Limbic Predominant Age Related Tdp 43 Encephalopathy (Late) is an important component in the neurobiology of neurodegenerative diseases. This page provides detailed information about its structure, function, and role in disease processes.

Overview

Limbic-Predominant Age-Related [TDP-43](/proteins/tdp-43) Encephalopathy (LATE) is a recently recognized neurodegenerative condition characterized by [TDP-43](/proteins/tdp-43) protein pathology predominantly affecting the limbic system, particularly in older adults. First described in 2019, LATE represents an underappreciated cause of dementia that often mimics Alzheimer's Disease but has distinct pathological features. [@role]
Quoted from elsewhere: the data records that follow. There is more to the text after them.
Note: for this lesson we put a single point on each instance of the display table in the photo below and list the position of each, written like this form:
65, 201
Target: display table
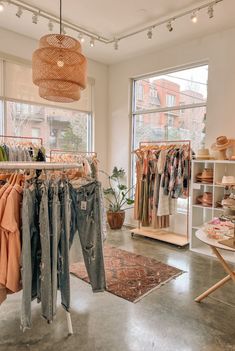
215, 246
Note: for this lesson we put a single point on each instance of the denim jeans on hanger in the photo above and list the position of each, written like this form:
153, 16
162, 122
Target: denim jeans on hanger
87, 220
63, 264
46, 288
56, 229
31, 251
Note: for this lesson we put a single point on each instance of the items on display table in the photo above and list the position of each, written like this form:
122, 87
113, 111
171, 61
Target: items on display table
219, 228
203, 154
11, 149
206, 176
163, 173
227, 181
205, 199
35, 256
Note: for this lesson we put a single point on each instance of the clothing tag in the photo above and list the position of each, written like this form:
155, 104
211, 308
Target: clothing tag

Limbic-predominant age-related [TDP-43](/mechanisms/tdp-43-proteinopathy) encephalopathy (LATE) is a recently recognized neurodegenerative disease characterized by the accumulation of misfolded [TDP-43](/proteins/tdp-43) protein in the limbic system, particularly the [amygdala](/brain-regions/amygdala) and [hippocampus](/brain-regions/hippocampus). First formally defined by a consensus working group in 2019, LATE produces a clinical syndrome that closely mimics [Alzheimer's disease](/diseases/alzheimers-disease) but has distinct molecular pathology.[@progression] [@elucidation]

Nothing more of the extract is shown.